When Ted and I would come to the island for two weeks in the summer, we always stayed downtown. After the late afternoon ferry left each day, carrying the daytrippers back to Mackinaw City and St. Ignace, we would watch as the island made its nightly move from tourist mecca to sleepy village. We were usually here in July, and there were still plenty of visitors on the island after sundown, but most of them were in restaurants eating wonderful dinners or in bars having before or after dinner cocktails, or sitting on their hotel room balconies enjoying the beautiful night. What I always noticed most though were the people who so obviously LIVED here.
Walking around downtown at night on Mackinac Island is like being in a small town back in the 50’s – and I say that as the ultimate compliment. We would see people walking by with a bag of groceries from Doud’s and know they were heading home, not back to a hotel. People would be standing on the sidewalks chatting, talking over picket fences to friends, hailing someone they knew in the streets, and sitting on the bench in front of the post office talking about the day with other islanders. There was such a warmth to the people, and I would think – “Wow, I would love to be a part of this.”
The island itself has always called me – this is a beautiful place with a magical spirit. And now, after almost two seasons here as a summer resident, I am beginning to feel the magic of the island’s people also.
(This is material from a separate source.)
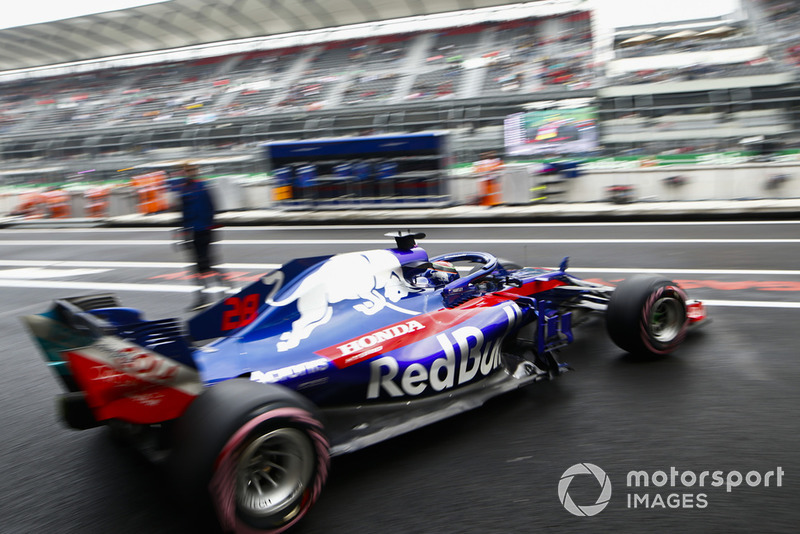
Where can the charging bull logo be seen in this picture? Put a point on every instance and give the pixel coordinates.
(353, 276)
Jill, my friend and the official Mackinac Island “communicator”, has introduced me to so many folks that I am constantly asking her to “tell me again who that is”. I am beginning to put a lot of faces with a lot of names, and I feel very humbled to be included in invitations to “come over” and “drop in”.
Last night I went to a “soup and salad” get together at a home downtown. There were well over 40 ladies there, and everyone had brought a salad (or a side dish of some sort) or a dessert. The hostess had made soup for everyone. In the south, we call these “pot luck” suppers. My condo friend, Judy from Arizona, calls them “pass arounds”. Whatever the name, the food was out of this world. As a southerner born and bred, I thought I had seen every recipe that had ever been penned for a salad. But last night I must have piled at least 6 different salads on my plate, and I had never tasted anything like any of them. I kept asking the hostess who had brought what and where could I find a pen and paper to write down recipes. As with all good cooks though, you can guess what they said . . . “Oh, I just threw in a little of this and a pinch of that – whatever I had on hand!” Well, whatever they were throwing and pinching sure came out tasting mighty good!
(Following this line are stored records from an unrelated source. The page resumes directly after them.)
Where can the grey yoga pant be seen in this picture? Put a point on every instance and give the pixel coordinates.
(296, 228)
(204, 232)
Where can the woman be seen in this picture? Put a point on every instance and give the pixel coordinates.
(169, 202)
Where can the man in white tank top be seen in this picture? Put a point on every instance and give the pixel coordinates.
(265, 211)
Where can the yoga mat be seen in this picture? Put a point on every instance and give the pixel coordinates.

Here’s another small town image – walking home after dark. After stuffing myself silly, and laughing and talking for quite some time, we all began to gather up our leftovers (I had taken a corn salad) and prepare to leave. It was almost dark by then, and we were all headed home in different directions. It never one time entered my mind to worry about the trek up the hill to our condo. I felt perfectly safe. When I turned the corner going up Cadotte toward the Grand, the last ribbons of sunlight were bouncing off a few wispy clouds over the trees. The lights were on up the center of the street, and the Grand was aglow.
Continuing on past the Grand, I was passed by at least 10 people on bikes – some in groups of two or three, some alone. There were other walkers on the road also. I was never alone on the hill, but even if I had been, I would have still felt safe. That’s just the way it is here.
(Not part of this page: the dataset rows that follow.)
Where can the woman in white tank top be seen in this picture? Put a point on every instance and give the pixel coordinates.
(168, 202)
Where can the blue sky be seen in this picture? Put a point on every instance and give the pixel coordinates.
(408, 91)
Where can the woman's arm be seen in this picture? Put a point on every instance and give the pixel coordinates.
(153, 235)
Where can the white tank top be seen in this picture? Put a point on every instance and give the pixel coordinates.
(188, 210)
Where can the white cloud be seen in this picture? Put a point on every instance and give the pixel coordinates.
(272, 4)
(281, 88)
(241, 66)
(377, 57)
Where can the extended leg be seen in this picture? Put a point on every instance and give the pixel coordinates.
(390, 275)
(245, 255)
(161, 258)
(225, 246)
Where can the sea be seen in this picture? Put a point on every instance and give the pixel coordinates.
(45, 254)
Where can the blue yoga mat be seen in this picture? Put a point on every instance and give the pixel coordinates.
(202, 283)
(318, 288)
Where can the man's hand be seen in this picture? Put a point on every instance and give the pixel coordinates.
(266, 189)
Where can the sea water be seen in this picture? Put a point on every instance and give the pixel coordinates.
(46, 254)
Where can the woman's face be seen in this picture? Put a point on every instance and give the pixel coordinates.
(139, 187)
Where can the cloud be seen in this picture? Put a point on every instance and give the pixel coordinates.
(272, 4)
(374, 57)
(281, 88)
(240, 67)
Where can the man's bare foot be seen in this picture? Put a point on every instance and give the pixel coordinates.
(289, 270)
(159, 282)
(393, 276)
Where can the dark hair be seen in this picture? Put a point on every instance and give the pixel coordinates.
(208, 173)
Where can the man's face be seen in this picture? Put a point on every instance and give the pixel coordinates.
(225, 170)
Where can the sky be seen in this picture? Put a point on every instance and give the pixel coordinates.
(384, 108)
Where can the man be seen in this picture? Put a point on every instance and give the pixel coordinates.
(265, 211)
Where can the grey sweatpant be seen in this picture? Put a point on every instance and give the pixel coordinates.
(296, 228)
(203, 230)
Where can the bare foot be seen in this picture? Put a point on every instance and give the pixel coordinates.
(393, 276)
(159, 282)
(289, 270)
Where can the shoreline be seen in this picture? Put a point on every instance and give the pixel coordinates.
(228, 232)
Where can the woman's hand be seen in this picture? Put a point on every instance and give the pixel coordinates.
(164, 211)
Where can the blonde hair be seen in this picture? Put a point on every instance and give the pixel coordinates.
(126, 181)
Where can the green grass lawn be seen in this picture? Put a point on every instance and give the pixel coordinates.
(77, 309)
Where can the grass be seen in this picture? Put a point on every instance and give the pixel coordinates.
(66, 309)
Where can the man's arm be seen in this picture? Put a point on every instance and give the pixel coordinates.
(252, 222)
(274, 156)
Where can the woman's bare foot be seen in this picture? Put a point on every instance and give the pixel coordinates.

We awoke this morning to thick fog which quickly burned off. It was warm again, and Ted and our neighbor Duck went to play golf at the Grand. Ted has been trying to do that all summer, and he finally made it this morning. It was his first trip to a golf course on a bicyle, and it was a little different than just throwing your clubs in the trunk of your car!
My good friend Pat from Albany, GA brought a tour group to Mackinac Island today. There are two guides and 86 people in the group, and they are staying at the Grand. I went down to meet them late this afternoon when they arrived at the Shepler Dock. Oh my gosh, it was so good to see someone from home!
When Ted arrived back from playing what he thought would be 9 holes of golf, they had played 36! Talk about tired! He was so excited because he didn’t have to bring his clubs back up the hill, leaving them in storage at the Pro Shop instead.
Tomorrow I’m meeting Pat over at the Carriage Museum at the end of her group’s tour, and we are going to spend the afternoon together. Ted and I will join the group Wednesday night for dinner at the Grand. I cannot wait to spend time with Pat and show her this beautiful island and introduce her hopefully to some new friends I have made here.
NOTE: The air changed today between 11:30 a.m., when I walked Maddie and Bear, and 3:00 p.m., when I started down the hill on my bike to meet Pat’s ferry. In that short time, a definite chill had crossed the island, and a steady breeze made it feel even cooler. We have had three weeks of beautiful, warm, sunny days in a row. Maybe that was our summer – we’ll see.